If I have learned anything in my life thus far, it’s that people don’t want to hear about your struggles with melancholy and sadness and depression.
People just want the broad strokes fitting nicely into their already-set-in-place judgements of you.
However, when I am asked directly about something I’ve said or written I feel like maybe there is the smallest of openings to express a bit more. So I try a bit more.
This happened last week. I had written a post elsewhere vaguely referring to a time last year when I was on the precipice of a really dark place.
Someone read the post and asked me directly about the dark tones to my words.
I was slightly taken aback, and struggled for a bit to figure out how I was going to respond.
I decided to be honest and started at the beginning. But, I didn’t get far into it. Another question was asked, I answered, and that new topic was then promoted to be where the conversation needed to head. And I rolled with it.
Lessons Learned
But being asked brought back a lot of feelings about last year and all the events and experiences I went through.
There were times when I didn’t know if I would see the other side of any emotion I had. Somehow, I did. Or at least I believe I have.

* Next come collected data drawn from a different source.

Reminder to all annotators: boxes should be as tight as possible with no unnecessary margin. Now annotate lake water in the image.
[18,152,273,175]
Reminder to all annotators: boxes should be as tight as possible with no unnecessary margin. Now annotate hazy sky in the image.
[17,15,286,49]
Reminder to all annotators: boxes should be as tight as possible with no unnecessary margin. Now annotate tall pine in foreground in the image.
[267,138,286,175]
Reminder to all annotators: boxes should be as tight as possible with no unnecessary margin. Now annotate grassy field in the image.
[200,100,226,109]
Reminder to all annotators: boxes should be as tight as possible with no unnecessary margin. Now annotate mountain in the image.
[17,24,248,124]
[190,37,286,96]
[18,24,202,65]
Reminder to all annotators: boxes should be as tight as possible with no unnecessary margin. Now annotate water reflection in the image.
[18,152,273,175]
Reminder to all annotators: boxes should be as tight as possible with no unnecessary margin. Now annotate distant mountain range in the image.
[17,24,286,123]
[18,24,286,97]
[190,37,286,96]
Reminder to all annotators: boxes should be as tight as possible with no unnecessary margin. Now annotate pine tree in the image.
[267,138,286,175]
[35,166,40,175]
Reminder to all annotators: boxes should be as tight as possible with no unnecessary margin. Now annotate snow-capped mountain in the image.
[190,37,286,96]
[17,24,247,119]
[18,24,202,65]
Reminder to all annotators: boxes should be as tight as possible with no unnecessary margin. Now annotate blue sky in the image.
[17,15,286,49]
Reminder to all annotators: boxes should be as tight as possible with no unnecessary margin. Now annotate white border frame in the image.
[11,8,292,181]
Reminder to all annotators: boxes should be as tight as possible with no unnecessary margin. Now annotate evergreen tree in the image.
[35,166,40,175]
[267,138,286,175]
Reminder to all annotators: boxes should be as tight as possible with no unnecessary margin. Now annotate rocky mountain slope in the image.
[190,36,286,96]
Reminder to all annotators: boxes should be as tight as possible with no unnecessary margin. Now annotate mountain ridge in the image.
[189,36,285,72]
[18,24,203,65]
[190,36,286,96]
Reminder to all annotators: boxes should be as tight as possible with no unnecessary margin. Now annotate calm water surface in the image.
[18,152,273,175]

My emotional and psychological state is much better than what it was. Ties were cut where they needed to be cut. Connections lapsed that needed to be so.

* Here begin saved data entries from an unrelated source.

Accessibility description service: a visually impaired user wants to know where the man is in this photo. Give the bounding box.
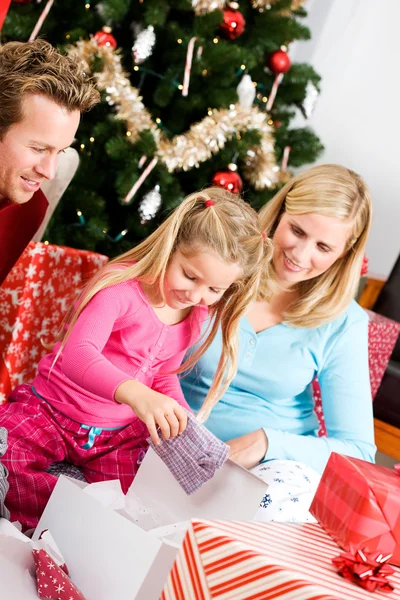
[0,39,99,520]
[0,38,100,285]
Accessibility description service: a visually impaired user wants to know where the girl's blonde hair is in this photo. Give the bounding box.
[56,187,272,421]
[258,164,372,328]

I started focusing on reducing all the self-negativity weighing me down (cutting those ties helped a lot). This included toning down my introvert tendencies to chew on and stress about everything for hours and days and weeks etc. (This discussion last week? Didn’t give it any thought until writing this post.)
Through all this I learned, or rather I finally admitted I am extremely hard on myself as an offensive mechanism. And I really need to stop this.
I also learned:
No feeling is final. Another one is going to come along and supercede this one. It may be good, it may be bad. But how you feel now and what you feel now will not last unless you labour to have it so. (I thank Rainer Maria Rilke for this one).
A feeling is not you. You are not your thoughts or feelings; it is all self-deception coupled with external judgements.
And so I share these lessons with you this week in a deliberately muddled visual. Perhaps you may find some solace / support / invigoration / or whatever you need from these lessons too.